Two-year-old boy dies after taking a gun from his grandmother's purse and accidentally shooting himself in the head
Daily Mail
Fri June 21, 2019
Area: Greenville, Spartanburg, Asheville, Anderson
A two-year-old boy in South Carolina died after he accidentally shot himself with a gun he reportedly found in his grandmother's purse.
The Greenville County Sheriff's Office said Kayden John Stuber was being watched by his grandmother and aunt on Thursday afternoon when he shot himself in the head.
According to WYFF, deputies tried to aid the toddler before paramedics arrived, but Kayden died on the way to the hospital.

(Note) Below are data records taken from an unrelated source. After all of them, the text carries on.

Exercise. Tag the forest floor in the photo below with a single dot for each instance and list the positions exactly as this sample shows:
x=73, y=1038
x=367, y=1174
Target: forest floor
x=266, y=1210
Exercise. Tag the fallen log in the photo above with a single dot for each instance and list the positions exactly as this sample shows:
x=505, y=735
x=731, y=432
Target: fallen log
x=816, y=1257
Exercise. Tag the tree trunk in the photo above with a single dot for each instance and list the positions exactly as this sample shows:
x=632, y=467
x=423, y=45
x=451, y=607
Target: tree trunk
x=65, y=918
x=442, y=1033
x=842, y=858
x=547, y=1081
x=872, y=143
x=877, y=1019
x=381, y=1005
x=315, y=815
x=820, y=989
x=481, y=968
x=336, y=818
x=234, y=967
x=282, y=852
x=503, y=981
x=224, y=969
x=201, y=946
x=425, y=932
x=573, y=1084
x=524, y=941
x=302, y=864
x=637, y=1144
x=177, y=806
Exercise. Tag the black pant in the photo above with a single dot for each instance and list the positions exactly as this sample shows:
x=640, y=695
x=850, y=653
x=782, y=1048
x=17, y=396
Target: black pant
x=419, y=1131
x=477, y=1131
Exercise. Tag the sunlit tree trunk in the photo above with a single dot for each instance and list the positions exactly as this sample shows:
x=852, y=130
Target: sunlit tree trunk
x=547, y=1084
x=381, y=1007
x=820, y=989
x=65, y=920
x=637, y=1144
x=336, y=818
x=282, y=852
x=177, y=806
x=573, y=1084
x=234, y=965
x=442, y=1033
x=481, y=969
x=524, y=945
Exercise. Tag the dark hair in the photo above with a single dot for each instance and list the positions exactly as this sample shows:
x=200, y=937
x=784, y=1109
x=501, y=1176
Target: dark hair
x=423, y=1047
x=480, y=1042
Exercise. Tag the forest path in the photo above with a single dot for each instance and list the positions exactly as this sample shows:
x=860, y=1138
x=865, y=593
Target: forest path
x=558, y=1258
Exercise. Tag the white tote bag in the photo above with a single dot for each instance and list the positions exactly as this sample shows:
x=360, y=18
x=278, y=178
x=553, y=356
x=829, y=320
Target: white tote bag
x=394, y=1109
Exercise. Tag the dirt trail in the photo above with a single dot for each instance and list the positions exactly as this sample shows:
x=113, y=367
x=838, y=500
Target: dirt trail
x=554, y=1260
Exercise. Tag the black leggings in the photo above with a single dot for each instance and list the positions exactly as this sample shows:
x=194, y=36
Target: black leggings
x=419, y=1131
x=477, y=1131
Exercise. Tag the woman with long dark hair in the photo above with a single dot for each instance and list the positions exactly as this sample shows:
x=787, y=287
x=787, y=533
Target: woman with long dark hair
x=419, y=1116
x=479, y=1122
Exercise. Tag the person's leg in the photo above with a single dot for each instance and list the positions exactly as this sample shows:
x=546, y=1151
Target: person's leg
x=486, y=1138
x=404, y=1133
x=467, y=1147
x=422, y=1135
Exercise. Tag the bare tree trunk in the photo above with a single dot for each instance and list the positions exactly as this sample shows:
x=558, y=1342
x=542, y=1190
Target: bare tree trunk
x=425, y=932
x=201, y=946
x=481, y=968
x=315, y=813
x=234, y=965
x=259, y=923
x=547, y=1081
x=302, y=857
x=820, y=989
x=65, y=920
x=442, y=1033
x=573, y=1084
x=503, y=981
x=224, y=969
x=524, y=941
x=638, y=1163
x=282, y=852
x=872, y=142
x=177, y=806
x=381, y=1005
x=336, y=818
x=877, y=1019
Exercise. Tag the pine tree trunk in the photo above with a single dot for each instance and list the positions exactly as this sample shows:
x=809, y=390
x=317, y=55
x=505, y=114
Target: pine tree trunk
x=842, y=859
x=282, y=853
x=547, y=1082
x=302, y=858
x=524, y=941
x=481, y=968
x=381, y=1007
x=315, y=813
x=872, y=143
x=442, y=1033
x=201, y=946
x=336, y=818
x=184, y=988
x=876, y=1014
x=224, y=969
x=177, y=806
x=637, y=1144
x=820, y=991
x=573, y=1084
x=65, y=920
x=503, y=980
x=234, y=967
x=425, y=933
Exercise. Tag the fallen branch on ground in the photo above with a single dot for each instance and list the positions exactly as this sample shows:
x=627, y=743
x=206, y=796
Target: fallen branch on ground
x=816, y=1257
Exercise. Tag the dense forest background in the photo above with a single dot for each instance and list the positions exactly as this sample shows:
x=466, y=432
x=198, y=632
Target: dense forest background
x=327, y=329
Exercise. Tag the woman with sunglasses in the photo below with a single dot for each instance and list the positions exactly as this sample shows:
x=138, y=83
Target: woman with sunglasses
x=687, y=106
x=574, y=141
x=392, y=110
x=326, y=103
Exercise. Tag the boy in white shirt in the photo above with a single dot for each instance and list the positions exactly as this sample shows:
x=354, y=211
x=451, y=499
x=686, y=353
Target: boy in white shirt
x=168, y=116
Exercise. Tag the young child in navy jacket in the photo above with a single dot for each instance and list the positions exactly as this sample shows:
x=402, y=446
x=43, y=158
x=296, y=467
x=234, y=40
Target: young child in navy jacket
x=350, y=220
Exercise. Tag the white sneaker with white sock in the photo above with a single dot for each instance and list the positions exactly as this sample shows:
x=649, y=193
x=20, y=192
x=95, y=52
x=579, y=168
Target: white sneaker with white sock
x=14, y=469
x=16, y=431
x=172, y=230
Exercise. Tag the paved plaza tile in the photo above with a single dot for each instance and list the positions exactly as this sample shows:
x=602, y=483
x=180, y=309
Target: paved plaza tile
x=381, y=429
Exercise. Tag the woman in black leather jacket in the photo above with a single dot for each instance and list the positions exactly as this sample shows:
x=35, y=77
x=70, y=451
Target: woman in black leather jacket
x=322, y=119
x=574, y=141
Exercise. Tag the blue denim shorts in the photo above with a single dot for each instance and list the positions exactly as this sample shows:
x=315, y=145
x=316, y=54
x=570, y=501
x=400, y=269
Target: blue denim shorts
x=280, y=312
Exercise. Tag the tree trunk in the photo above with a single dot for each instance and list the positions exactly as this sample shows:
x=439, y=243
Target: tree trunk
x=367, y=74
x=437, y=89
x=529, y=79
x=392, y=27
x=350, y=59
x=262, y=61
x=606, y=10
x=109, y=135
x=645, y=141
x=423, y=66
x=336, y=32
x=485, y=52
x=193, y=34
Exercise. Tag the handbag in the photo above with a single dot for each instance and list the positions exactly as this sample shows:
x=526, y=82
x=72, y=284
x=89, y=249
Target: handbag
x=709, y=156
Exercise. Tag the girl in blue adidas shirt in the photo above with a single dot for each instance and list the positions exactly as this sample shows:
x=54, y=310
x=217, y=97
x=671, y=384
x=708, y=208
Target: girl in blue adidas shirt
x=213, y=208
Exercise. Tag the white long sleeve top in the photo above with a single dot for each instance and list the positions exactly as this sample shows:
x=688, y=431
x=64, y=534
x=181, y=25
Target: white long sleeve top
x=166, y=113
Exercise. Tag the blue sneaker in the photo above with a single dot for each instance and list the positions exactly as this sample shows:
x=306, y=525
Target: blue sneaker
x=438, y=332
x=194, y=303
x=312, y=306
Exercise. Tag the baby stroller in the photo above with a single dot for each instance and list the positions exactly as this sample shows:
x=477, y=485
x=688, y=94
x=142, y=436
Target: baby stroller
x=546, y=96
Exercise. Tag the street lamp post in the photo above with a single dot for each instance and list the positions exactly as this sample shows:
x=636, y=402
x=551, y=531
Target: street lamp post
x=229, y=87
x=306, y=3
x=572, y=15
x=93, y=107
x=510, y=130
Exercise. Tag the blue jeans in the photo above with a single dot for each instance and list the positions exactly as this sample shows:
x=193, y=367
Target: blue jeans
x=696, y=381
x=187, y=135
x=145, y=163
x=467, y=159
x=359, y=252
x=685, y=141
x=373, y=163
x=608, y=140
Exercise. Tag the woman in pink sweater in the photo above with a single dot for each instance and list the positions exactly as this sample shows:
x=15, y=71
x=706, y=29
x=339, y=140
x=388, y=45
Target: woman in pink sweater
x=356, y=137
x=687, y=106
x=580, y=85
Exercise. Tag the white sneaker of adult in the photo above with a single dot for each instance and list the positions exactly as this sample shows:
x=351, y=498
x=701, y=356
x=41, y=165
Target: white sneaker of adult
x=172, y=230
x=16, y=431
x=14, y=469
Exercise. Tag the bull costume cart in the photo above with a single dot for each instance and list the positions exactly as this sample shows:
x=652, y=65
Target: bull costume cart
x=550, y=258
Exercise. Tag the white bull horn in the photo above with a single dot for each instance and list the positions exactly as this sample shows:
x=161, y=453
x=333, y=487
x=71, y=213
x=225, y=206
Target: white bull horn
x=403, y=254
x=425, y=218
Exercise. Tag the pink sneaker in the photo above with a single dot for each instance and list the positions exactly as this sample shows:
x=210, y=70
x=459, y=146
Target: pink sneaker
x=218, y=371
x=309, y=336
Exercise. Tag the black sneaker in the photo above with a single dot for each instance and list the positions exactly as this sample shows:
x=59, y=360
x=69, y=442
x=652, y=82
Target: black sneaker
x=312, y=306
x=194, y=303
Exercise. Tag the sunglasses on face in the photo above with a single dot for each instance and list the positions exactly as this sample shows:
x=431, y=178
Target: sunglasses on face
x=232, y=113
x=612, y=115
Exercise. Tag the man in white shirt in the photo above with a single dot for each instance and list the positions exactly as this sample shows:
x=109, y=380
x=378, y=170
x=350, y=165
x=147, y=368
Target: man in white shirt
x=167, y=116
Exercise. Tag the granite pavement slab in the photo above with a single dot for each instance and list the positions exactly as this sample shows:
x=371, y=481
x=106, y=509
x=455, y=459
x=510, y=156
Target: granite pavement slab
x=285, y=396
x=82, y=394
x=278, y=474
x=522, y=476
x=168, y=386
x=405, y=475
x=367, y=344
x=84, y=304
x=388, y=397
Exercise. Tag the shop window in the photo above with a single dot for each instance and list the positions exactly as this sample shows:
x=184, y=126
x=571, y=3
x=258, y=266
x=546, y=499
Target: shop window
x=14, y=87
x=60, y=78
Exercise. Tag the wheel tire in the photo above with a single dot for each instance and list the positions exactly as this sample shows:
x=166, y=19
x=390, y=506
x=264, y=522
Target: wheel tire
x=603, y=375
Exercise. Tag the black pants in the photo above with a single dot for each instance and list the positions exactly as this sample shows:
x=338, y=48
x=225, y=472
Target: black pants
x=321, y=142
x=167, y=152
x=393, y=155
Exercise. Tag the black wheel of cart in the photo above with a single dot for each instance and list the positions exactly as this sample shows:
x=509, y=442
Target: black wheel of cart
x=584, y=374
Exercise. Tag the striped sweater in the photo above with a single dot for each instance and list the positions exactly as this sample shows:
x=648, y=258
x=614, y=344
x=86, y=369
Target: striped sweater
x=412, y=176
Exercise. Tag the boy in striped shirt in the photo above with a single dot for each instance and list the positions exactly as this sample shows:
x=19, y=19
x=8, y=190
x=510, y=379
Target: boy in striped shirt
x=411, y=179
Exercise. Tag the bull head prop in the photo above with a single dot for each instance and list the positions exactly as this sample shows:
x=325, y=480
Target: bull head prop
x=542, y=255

Sheriff's deputies received a call of a gunshot victim at a residence on Dronfield Drive around 1.35pm.
Kent Dill, of the Greenville County Coroner's Office, told ABC News that Kayden's grandmother and aunt were watching him while his parents were at work.
'Apparently, he went into the grandmother's purse that was sitting on the bed and, in some way retrieved, was handling the gun when it discharged,' Dill said.
Deputies tried to revive the toddler before EMS arrived and loaded him into an ambulance.
However, he was pronounced dead at 1.58pm on the way to the Pediatric Emergency Department of Prisma Health Systems, according to a coroner's report viewed by DailyMail.com.
'Preliminary results show the cause of death as gunshot wound of head. The manner of death is accident,' the coroner's office report read.
It's not clear if any charges have been filed or will be in the future, but an investigation is ongoing, reported WYFF.
The Greenville County Sheriff's did not immediately respond to DailyMail.com's request for comment.
A study published last year in the New England Journal of Medicine found that guns were the second-leading cause of death for children between ages one and 19.
Firearm-related injuries were responsible for 3,143 deaths, or a little more than 15 percent of childhood deaths.
Researchers found that one in three homes in the US with children under 18 had a gun, and nearly half of them kept the firearm unlocked and load.